My specific application is this:
Find out where an unknown gamma ray source is located given only the back projected cones defined by the Compton scattering of a source photon at a detector. My detector can find the cone that the source must lie on, but only with some non-zero resolution, so the cone is not a precise surface, but is rather a solid cone annulus. Further, the source might not be a point source, so the backward cones will not intersect at a unique point anyway, so I have to consider volumes, not conic surfaces. This is where Geant could help me (save me writing my own solid geometry clases from scratch!).
The geometrical problem to solve is this:
So I need to find the intersection of 2 or more cone annuli ("thick cones", like solid pointed witch hats, i.e., solid regions bounded by two conics). I only need an algorithm for single-sided cones (not full double cones). I've breifly looked for analytic algorithms but this cone intersection problem using surface intersections is apparently quite hard except for special cases (such as cones with the same apex). But if the GetExtent() or CalculateExtent() methods in Geant work for solids defined by boolean intersection then I think my job would be accomplished. I'd only need to arrange my code to perform the steps to get all the solid cones defining the intersection and then get the solid angle in space that covers their intersection. In practise the algorithm would have to be sequential, finding first the interseciton of two cone annuli, then finding the intersection of that intersection with a thrid cone annulus, then a fourth, a fifth and so on, halting whenever the solid angle of the resulting overall intersection goes below some tolerance or when no intersection is found.
A few things may thwart me: One is that the procedure I'm thinking of requires taking intersections of intersections, so towards the end of the algorithm I'd be dealing with finding the intersections of a solid cone with a probably disconnected region. Another problem may be that computationally this is just too slow to perform with Geant and some other special purpose algorithm could do a better job, but currently that is not my chief concern, I just want to see if Geant can solve the problem, then I can test it against other algorithms for the same problem. I'm also hoping that when I use G4VSolids to perform these calculations I can get a solid angle to the 3D intersection region directly without having to make physical placments, but is that possible? From the way Geant's boolena solid operators seem to be defined I would expect that I can do all that I require without making an actual physical volume placement at least for two cones, but if I make repeated intersections will the coordinate system be remembered?
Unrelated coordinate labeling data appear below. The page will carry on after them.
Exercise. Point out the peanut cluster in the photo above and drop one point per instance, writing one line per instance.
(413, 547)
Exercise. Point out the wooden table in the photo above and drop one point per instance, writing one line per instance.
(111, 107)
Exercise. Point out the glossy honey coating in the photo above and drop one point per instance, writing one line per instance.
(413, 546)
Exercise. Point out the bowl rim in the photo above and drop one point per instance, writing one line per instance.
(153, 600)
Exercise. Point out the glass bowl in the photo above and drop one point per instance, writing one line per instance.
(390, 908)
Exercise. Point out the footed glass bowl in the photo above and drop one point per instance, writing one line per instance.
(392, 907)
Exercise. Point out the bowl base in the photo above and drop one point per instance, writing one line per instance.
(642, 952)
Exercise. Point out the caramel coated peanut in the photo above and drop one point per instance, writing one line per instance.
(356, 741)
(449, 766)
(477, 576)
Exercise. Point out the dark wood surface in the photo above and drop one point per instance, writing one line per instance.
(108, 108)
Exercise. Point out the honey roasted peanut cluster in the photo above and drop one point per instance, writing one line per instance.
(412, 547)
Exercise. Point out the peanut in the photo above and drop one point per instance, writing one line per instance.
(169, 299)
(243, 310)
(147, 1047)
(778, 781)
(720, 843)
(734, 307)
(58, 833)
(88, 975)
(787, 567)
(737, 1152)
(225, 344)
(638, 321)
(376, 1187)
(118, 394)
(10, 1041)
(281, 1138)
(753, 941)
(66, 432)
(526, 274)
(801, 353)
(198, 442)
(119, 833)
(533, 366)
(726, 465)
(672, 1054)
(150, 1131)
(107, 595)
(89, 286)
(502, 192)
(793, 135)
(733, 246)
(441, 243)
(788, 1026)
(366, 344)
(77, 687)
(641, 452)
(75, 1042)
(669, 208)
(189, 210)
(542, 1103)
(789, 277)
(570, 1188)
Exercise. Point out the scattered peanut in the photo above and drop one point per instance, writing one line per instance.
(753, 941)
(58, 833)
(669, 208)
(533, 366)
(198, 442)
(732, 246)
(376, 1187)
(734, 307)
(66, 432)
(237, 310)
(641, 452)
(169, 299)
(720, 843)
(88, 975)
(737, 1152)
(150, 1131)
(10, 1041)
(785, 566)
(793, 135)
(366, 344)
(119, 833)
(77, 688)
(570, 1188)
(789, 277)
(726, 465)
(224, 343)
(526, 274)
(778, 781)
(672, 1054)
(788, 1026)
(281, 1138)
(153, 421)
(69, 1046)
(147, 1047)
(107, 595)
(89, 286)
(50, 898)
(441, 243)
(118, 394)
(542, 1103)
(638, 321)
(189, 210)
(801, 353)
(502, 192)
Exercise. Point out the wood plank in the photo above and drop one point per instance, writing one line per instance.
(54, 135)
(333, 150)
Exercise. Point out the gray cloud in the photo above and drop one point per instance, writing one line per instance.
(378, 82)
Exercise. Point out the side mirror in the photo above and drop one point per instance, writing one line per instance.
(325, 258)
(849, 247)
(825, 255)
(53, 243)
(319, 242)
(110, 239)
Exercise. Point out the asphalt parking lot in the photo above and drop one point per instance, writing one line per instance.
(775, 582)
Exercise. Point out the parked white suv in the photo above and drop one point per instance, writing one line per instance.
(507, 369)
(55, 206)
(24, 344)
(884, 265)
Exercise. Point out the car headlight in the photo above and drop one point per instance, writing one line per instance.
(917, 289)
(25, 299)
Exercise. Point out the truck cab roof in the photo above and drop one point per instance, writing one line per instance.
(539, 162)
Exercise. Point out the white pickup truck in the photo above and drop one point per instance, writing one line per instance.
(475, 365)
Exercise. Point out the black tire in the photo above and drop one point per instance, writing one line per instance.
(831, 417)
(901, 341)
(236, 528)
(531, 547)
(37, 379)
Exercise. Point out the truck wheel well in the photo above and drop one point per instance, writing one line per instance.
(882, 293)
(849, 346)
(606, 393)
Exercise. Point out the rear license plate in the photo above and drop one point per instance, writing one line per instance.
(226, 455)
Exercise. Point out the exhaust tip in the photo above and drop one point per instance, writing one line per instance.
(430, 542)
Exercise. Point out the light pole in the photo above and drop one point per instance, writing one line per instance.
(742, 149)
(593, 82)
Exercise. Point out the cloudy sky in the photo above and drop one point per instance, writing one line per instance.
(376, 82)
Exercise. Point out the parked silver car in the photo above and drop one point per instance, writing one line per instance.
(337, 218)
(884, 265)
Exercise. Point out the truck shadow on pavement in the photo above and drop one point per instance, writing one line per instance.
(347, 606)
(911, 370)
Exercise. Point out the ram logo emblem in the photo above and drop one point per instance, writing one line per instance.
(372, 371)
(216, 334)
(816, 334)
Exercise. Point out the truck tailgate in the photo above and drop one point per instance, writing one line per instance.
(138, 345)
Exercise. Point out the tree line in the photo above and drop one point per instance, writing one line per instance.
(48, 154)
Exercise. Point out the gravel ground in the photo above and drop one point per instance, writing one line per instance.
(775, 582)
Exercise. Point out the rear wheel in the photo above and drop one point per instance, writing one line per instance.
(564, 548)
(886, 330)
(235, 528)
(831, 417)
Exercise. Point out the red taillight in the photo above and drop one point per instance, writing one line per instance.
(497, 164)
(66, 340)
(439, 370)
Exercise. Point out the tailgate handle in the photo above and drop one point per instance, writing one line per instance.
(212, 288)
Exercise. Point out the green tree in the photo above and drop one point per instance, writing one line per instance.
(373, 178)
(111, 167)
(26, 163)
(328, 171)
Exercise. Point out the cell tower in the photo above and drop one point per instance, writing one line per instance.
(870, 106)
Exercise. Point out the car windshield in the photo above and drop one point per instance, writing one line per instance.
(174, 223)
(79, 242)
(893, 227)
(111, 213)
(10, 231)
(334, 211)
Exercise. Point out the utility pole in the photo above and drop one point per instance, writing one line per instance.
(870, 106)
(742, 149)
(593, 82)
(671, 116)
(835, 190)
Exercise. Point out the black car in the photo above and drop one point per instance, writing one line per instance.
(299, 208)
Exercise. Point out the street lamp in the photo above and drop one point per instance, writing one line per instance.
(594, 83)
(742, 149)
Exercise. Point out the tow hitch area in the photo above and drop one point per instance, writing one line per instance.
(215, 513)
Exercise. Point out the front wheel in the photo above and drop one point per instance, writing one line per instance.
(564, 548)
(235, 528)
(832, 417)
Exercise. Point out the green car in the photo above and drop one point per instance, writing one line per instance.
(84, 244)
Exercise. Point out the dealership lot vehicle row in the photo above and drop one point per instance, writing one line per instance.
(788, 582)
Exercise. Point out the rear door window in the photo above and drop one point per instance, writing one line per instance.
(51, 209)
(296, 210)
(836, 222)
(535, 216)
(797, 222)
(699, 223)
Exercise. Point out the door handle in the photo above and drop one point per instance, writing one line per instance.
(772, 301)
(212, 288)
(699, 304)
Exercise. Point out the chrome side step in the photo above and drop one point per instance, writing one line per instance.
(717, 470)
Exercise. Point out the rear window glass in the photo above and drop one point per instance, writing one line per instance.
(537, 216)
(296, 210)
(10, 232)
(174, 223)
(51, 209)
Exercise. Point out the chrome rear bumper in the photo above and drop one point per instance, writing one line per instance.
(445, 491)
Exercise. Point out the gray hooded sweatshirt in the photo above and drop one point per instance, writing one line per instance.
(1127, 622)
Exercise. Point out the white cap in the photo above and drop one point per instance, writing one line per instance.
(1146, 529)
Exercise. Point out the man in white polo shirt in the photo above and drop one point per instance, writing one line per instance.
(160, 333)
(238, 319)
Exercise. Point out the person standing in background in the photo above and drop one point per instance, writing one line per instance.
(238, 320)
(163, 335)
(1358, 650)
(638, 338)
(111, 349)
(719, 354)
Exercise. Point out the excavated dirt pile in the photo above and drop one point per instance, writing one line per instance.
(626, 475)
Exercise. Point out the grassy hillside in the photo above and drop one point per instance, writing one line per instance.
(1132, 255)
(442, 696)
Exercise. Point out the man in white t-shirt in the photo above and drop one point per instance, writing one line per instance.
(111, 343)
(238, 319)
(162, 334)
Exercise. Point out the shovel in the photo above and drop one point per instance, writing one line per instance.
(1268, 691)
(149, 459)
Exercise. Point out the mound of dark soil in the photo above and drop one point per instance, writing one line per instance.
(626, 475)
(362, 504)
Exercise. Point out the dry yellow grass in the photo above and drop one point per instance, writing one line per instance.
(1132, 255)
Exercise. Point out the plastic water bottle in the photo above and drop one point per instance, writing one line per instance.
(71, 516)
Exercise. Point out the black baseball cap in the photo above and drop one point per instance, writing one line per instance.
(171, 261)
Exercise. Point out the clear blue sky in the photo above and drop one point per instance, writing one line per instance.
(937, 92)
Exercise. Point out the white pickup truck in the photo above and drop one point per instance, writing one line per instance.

(I don't think I've explained that last bit very well, do you nevertheless see what I'm concerned about? ---It's that my task is really to find the direction in space to the location of the meeting of a number of cone annuli physical volumes, but I'd like to do the entire calculation with G4VSolid volumes keeping the origin as the apex of the very first cone created to form the first annulus.)
What do you think? Can Geant do the job? If you need more clarification of the problem definition in order to give me a definite answer then email me directly and I'll give you the details.
Apologies for the verbosity, Blair.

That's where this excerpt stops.